Conclusion and Future Perspectives

Metabolic engineering has progressed tremendously over decades with the aim to efficiently produce biochemicals from renewable resources to serve industrial needs. Indeed, there are many examples of engineered microbes that are able to produce industrially relevant levels of biochemical for commercialization (Zhu and Jackson, 2015). However, metabolic engineering is still largely limited to production of chemicals that exist naturally in biological systems. Therefore, the range of chemicals that metabolic engineering can generate is unable to meet that required by industries. Consequently, there is still heavy reliance on chemical synthesis from fossil resources for precursors needed by industries (Wallace and Balskus, 2014). Hence, diversification of metabolic pathways is crucial to achieve biosynthesis of non-natural compounds to rival the capabilities of chemical synthesis. Herein, we have reviewed several strategies that have been developed in the attempt to broaden the spectrum of compounds that can be created biologically. While the results have been promising, much still needs to be done before biological systems can be utilized to produce any target compound of choice.

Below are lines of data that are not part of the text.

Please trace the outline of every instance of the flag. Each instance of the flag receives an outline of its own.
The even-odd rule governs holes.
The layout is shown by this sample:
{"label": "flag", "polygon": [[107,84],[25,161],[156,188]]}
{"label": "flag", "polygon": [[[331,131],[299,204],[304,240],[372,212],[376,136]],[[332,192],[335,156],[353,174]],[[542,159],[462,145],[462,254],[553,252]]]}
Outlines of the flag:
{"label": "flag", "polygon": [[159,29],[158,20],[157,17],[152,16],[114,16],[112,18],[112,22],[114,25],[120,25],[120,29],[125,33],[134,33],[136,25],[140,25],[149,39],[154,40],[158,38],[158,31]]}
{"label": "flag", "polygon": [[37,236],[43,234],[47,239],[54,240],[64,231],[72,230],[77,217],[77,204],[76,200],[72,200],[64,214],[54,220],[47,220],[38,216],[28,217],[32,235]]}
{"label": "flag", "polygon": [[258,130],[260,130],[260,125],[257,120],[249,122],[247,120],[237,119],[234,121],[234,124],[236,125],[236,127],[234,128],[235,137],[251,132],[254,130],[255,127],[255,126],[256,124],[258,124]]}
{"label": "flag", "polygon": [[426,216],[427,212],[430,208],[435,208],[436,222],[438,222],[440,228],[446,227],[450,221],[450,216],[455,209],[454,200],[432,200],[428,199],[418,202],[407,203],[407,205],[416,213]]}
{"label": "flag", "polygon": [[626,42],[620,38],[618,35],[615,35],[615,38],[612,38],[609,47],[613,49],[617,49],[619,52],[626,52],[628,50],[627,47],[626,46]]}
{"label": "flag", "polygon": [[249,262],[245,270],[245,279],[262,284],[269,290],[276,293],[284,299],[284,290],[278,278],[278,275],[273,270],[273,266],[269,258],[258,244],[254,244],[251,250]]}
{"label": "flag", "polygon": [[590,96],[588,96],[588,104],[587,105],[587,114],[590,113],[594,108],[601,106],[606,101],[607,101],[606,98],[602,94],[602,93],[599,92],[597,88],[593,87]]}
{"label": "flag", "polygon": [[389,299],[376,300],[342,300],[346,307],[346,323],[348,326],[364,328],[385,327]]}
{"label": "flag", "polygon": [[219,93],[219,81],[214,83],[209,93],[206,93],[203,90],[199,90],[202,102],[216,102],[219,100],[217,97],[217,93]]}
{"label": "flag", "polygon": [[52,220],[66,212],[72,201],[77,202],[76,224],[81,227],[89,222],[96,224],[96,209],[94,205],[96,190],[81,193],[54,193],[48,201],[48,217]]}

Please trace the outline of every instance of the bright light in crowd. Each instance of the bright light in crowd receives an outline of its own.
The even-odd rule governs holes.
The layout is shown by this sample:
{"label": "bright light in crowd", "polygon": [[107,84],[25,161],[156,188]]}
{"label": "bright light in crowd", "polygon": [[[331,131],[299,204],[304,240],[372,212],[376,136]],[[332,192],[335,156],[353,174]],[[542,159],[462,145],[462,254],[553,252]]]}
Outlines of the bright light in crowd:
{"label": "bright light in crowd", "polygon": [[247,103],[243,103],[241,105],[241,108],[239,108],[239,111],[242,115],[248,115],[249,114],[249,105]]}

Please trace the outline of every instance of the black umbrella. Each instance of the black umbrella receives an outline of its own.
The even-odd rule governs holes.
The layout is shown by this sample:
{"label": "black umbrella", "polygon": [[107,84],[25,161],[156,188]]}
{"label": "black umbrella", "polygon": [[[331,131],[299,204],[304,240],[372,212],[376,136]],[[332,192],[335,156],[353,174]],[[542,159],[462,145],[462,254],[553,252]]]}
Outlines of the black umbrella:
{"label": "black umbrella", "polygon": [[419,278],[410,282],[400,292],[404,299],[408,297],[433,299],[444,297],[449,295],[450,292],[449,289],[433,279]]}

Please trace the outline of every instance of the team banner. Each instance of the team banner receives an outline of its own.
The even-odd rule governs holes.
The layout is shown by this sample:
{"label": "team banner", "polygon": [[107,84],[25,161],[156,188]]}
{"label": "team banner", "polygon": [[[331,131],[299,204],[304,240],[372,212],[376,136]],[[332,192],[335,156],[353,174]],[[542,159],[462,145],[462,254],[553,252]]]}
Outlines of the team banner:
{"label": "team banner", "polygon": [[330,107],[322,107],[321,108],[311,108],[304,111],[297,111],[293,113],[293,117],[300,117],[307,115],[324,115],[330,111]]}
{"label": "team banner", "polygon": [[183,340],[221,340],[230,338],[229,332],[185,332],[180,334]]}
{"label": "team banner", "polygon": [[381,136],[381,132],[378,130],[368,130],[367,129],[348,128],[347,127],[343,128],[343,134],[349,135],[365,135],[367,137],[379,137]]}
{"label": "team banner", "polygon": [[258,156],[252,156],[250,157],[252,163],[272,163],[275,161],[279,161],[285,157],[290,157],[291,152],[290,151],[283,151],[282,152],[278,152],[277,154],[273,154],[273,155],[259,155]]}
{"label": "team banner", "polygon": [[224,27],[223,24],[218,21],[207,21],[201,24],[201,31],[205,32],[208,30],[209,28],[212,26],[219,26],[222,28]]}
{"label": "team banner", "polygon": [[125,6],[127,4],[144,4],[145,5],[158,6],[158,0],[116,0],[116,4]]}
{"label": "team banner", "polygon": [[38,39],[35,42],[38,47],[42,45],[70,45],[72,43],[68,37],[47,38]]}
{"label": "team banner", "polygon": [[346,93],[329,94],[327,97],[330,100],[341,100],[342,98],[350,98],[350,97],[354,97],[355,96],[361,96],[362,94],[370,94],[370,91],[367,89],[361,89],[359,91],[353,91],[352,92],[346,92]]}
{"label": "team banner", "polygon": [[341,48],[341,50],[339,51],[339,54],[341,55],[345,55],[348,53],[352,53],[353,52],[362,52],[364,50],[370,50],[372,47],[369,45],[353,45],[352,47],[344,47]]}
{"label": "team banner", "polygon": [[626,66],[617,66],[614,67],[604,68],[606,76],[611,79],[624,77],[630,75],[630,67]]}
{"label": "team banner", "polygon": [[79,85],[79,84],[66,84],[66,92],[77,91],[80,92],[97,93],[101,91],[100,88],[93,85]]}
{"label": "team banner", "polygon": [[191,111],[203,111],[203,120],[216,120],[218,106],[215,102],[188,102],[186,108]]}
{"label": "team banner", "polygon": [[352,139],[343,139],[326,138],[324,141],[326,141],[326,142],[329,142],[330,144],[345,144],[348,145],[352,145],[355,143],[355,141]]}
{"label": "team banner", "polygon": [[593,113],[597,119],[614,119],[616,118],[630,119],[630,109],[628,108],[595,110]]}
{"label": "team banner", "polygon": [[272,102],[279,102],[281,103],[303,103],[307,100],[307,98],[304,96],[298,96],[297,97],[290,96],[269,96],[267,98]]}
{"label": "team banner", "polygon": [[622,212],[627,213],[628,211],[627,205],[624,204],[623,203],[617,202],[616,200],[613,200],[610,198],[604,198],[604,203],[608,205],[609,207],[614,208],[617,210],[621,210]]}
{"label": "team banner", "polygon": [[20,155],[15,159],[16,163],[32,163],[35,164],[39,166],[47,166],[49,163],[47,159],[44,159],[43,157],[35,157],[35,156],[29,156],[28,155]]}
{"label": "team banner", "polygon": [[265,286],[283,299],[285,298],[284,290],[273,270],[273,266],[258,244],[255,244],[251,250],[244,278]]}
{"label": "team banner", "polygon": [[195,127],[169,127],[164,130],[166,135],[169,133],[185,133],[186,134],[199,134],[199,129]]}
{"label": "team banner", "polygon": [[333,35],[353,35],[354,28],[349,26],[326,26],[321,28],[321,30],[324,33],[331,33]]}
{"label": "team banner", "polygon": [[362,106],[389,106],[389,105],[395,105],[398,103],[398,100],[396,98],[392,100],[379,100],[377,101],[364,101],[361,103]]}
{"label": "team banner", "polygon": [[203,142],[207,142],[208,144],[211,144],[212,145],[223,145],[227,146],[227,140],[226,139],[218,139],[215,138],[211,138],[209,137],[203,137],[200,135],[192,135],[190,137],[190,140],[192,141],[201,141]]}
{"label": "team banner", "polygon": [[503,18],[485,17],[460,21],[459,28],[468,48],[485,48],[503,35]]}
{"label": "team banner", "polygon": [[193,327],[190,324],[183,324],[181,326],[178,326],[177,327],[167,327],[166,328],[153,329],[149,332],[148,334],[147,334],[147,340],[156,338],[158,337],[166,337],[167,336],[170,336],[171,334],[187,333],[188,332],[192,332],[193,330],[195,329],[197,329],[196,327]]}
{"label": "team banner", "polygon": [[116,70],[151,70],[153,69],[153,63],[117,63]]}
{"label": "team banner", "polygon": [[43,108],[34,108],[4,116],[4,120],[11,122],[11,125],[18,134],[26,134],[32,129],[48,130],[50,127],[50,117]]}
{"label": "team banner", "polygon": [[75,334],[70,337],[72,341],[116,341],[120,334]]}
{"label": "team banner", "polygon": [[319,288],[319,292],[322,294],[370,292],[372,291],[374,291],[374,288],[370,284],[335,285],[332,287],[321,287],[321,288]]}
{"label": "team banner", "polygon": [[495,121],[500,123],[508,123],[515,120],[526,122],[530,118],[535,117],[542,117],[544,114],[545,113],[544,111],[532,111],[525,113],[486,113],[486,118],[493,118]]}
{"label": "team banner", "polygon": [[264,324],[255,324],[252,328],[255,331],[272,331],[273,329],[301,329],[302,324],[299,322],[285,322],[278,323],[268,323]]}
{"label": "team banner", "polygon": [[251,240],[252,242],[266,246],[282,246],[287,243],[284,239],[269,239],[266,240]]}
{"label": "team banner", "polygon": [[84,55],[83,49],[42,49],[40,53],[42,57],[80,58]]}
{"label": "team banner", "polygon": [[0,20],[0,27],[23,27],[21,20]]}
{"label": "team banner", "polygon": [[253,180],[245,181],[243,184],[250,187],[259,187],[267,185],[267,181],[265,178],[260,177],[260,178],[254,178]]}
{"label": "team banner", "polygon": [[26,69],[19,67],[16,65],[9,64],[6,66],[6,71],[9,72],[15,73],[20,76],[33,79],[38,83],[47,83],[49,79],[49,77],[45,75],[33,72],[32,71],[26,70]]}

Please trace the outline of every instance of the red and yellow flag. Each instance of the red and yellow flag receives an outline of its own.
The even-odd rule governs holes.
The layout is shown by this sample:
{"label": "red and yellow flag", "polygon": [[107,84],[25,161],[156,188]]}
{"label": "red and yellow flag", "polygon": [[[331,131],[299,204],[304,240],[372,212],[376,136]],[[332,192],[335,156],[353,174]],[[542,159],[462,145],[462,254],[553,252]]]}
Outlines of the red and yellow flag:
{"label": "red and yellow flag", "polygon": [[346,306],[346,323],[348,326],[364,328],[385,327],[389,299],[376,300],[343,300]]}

Being a well-established field on its own, protein engineering is an area that can greatly benefit and complement efforts in metabolic pathway diversification (Foo et al., 2012). By increasing the number of available biocatalysts to catalyze non-natural reactions, protein engineering tools act as a driving force for designing new biosynthesis routes to create novel compounds. Further, these tailor-made enzymes catalyzing novel non-natural reactions uncover new arena to establish novel metabolic pathways. One remarkable example of the capability of protein engineering is the evolution of a natural enzyme to create carbon-silicon bonds, which are important moieties in many commercial products but do not exist in nature, essentially opening up possibilities of creating silicon-based biosynthetic pathways (Kan et al., 2016). Likewise, evolved Rhodothermus marinus cytochrome c have been employed to enable carbon–boron bond formation in E. coli to produce organoboranes, a class of compounds that are not found in biological systems but with applications in chemotherapeutics (Kan et al., 2017). With rapid advances in genome sequencing techniques, more enzymes will be identified to serve as candidates for engineering non-natural biochemical reactions. This may be complemented by the recent boom in microbiome studies, where metagenomics techniques have been developed and applied to sequence genomes of many microorganisms that were previously uncultivable. Computation-guided genome mining can thus be applied to discover novel natural products and their biosynthetic pathways (Medema and Fischbach, 2015).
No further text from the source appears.